第18回ネット戦略「制御不能」 自民党総裁選で起きた異変、ボットも関与か
編集委員・佐藤武嗣 中田絢子
広島で5月19日に開幕する主要7カ国首脳会議(G7広島サミット)は、デジタル空間での偽情報対策が一大テーマとなる。
AI(人工知能)を用いた文書の自動生成や翻訳で他国の言語を操り、ロシアや中国などが民主主義国に政治介入している。4月3日の参院決算委員会でそう指摘した野党議員に、岸田文雄首相は「選挙干渉を目的とするものも含め、悪意のある偽情報の拡散は、民主主義に対する脅威だ」と強調。「広島サミットなどの機会を活用しながら、価値観を共有する国との協力を進めたい」と語った。

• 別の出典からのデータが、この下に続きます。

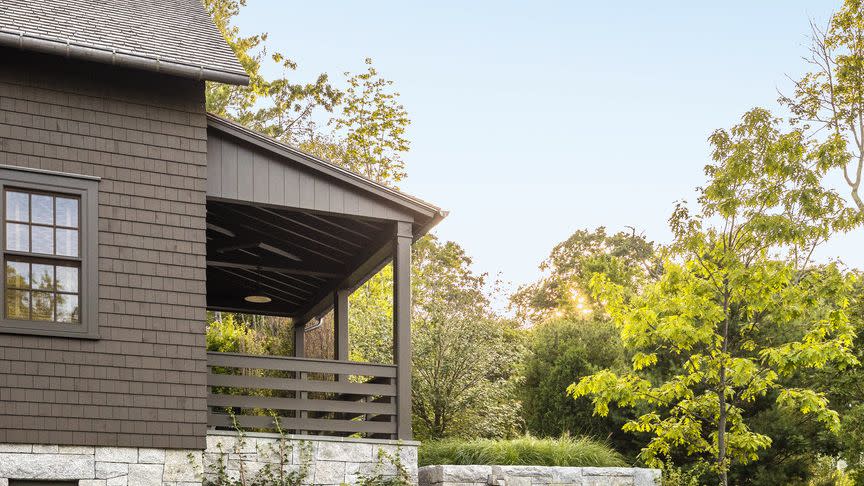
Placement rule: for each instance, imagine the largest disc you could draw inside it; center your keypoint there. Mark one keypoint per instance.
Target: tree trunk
(721, 396)
(721, 430)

対立や憎悪をあおる発信がデジタル空間を駆けめぐり、政治・社会を分断し、政治工作にも利用される。そんな懸念が国際社会で深刻化している。欧州議会は報告書「民主主義への主なソーシャルメディアのリスク」で、こう指摘する。「情報をねじ曲げ、誤った言説を作りだし、政治的操作を容易にすることで民主主義をむしばむ」
デジタル空間での分断は、岸田氏が党総裁に選ばれた2021年秋の総裁選でも起きていた。